Martin Jarvis' reading of My Man Jeeves runs circles around Jonathan Cecil's reading of *anything* (for more ranting on Cecil, see Psmith: Journalist). He simply embodies the characters of Bertie Wooster, Jeeves, Biffy, Corky, and all the cast (albeit with the same typical attempt at an American accent). This recording consists of the two stories from the printed Carry On, Jeeves collection that were left out of the CD copy of the Carry On, Jeeves audiobook--one of which has Jeeves himself as the narrator--as well as three stories starring Bertie Wooster's predecessor, Reggie Pepper. Pepper by himself isn't as funny or touching as the relationship between Jeeves and Wooster, but the predicaments are identical to those that Bertie would find himself getting into.
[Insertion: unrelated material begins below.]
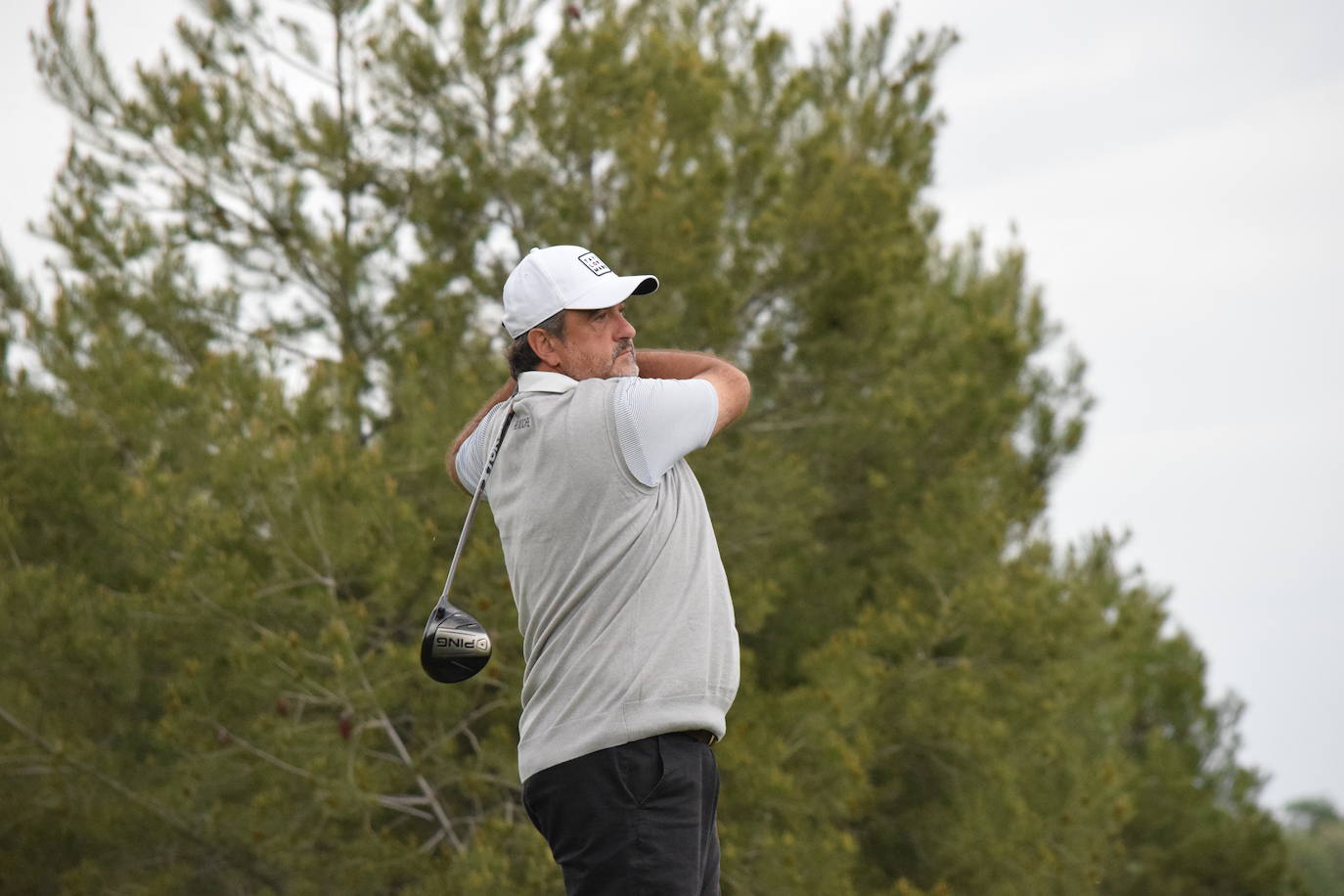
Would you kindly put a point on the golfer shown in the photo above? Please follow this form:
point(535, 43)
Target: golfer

The only difference is that Reggie manages to extricate himself from the troubles, unlike Bertie, who relies on the wiles of his man, Jeeves. Either of this or Carry On, Jeeves would appeal to the casual Wodehouse fan, and are perfect for long road trips or any other situation where a laugh is needed. Wodehouse exceeds all others in humor and, one assumes, will remain that way for centuries to come.
This is a review of the Kindle version. It's very well formatted and has no mistakes that come to mind. There were no table of contents or any introductory material.
Coming to Wodehouse for the first time, the initial stories are exciting to read. Wodehouse uses prototypical 1910s/1920s-era phrases and terms, which give the stories a definite and distinct style. But this becomes wearing after just a couple of chapters. The later stories, fortunately, don't rely on such language as heavily, but neither do they always involve Jeeves, the clearly most compelling and interesting character. And the stories, while generally well-put together, aren't always interesting enough to make up for the times you get tired of the style and don't have Jeeves involved. But the stories are short and self-contained, so it makes for quick reading.
And as a free download, it's well worth getting and reading at least the first few chapters. You may find yourself wanting to devour more Wodehouse, or you may simply find yourself entertained for a while--either way, it's a nice way to expand your horizons!